BOB GARFIELD: [LAUGHING] Okay, so they're a little bit late on the Packard closing.

THOMAS MORTON: Yep.

BOB GARFIELD: What are the other usual venues for these documents of despair?

THOMAS MORTON: The three big ones, as featured prominently in this Time photo essay, they're the Packard Plant, there’s the Fisher Body Plant, which has been shut down a while, I don't think as long as the Packard Plant, and then there’s the train station, which has been shut down since the '80s. But what was interesting about it was what they did with the Packard Plant and the Fisher Plant. There would be one picture that was an interior, and it would say Packard Auto Plant; you know, the caption would explain what the photo was. And then there would be another one that was taken right outside the Packard Auto Plant, but instead of referencing the plant, it would say “Bellevue Avenue,” which is where the Packard Auto Plant is located. And then they repeated that at the Fisher Body Plant, went outside, and it was still - it’s still a shot of the plant but it says “Hasting Avenue.”

BOB GARFIELD: Creating the illusion that there is at least twice as much urban devastation.

THOMAS MORTON: And creating the illusion that their photographer went to twice as many sites as [LAUGHS] he actually did.

BOB GARFIELD: But if a reporter were caught repeatedly leaving out key facts that changed the context of, let's say, a direct quote or otherwise manipulating reality in the story, he wouldn't be long for his job, or she.

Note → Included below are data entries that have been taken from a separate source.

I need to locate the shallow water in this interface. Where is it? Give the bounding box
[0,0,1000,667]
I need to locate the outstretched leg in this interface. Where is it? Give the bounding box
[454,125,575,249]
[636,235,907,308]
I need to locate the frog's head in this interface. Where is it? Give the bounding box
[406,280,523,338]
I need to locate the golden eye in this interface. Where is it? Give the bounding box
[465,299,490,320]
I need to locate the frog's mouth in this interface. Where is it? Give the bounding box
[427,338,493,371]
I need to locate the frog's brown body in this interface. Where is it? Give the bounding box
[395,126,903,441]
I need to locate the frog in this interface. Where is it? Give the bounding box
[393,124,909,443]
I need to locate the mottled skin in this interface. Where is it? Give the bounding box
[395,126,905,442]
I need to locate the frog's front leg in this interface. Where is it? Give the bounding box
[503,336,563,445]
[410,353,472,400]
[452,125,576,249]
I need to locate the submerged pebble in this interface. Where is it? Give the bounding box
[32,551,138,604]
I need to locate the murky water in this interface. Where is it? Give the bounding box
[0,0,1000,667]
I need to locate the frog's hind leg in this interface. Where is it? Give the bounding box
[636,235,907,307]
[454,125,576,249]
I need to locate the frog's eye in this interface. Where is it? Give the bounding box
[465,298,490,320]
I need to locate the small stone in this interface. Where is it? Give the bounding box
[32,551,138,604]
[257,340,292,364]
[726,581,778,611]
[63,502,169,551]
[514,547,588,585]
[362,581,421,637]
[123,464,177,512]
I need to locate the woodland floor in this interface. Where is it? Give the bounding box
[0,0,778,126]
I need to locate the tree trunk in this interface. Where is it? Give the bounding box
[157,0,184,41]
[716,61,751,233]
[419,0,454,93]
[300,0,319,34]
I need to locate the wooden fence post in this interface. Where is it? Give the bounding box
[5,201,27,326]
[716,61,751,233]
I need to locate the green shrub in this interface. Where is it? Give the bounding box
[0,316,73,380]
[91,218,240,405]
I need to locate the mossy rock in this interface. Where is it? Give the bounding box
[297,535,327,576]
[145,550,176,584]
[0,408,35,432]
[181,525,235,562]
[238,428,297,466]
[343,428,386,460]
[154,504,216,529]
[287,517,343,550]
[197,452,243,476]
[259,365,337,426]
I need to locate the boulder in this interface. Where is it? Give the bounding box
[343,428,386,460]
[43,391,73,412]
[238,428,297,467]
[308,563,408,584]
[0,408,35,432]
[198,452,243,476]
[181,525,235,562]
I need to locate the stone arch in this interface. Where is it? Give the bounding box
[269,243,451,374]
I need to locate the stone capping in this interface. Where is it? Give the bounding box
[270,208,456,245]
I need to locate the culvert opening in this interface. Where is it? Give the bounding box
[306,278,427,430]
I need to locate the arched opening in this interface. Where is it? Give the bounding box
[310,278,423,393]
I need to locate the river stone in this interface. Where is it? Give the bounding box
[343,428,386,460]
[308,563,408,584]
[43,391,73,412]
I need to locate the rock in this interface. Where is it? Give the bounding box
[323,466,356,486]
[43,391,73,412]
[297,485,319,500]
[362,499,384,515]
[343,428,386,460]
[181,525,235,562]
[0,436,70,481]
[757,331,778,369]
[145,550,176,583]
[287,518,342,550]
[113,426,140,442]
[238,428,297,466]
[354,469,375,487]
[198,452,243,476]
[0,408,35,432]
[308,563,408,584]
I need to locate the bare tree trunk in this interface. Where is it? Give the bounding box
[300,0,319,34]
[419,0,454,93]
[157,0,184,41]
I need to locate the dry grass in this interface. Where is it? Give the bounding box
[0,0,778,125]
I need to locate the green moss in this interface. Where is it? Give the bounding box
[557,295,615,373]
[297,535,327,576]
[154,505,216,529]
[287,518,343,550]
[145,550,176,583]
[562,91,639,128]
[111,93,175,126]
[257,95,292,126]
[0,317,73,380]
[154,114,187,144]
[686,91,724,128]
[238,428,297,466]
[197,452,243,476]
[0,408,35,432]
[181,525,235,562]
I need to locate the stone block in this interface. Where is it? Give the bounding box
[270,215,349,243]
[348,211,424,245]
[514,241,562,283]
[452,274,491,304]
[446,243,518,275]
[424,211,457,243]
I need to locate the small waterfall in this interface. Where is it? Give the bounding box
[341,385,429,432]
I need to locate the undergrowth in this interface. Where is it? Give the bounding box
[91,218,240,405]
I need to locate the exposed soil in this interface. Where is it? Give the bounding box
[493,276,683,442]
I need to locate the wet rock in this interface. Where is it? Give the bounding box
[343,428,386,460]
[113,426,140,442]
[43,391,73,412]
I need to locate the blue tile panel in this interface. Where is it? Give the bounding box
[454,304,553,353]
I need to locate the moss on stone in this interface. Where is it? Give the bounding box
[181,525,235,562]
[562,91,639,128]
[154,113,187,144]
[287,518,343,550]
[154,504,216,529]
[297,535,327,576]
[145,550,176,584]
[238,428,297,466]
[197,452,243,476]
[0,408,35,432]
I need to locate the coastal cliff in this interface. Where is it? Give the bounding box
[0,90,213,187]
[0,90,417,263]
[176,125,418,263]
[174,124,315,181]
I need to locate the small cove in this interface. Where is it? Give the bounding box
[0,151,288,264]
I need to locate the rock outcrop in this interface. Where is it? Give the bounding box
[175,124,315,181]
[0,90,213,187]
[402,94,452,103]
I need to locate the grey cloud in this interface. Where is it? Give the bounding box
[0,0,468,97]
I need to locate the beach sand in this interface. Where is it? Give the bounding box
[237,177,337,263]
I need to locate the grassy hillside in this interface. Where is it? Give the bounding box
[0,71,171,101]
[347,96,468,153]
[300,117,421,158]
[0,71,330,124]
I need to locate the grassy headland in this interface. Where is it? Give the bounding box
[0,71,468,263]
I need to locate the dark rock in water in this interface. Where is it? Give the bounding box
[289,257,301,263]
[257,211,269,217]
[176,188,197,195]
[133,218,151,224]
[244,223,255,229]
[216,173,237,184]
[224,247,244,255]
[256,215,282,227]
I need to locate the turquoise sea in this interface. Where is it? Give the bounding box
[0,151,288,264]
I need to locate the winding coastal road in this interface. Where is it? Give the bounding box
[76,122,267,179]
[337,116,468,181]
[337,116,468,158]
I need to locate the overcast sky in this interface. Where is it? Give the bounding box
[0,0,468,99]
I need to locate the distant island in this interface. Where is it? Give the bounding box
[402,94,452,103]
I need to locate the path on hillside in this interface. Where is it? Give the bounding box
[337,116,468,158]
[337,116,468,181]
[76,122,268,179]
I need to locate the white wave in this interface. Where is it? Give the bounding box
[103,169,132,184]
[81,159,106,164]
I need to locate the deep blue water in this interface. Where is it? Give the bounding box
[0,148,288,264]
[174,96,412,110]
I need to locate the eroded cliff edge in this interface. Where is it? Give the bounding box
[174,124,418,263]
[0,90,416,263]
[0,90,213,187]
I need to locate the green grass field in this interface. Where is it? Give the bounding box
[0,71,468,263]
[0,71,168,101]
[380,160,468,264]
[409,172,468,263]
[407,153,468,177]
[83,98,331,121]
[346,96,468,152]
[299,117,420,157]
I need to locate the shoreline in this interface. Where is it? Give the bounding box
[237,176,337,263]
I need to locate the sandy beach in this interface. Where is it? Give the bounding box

THOMAS MORTON: I think when you’re presented with a photo and then a little bit of description of it, the image stands so strongly that it’s almost hard to argue it; you’re throwing what seem like minor quibbles at this shot of utter desolation.

BOB GARFIELD: Do you have any thoughts as to what compels us as humans to be so fascinated with this kind of documentary photography? Is it rubbernecking, like as if you were passing the scene of a car crash?

THOMAS MORTON: A little bit. I think people just like a good ruin. I mean, setting aside like any kind of like deep philosophical implications of it, it’s just people like a good smashed-up thing. I know I do.

BOB GARFIELD: [LAUGHS] All right, Thomas. Thank you so much.

THOMAS MORTON: Thank you.

BOB GARFIELD: Thomas Morton wrote about desolation porn for Vice.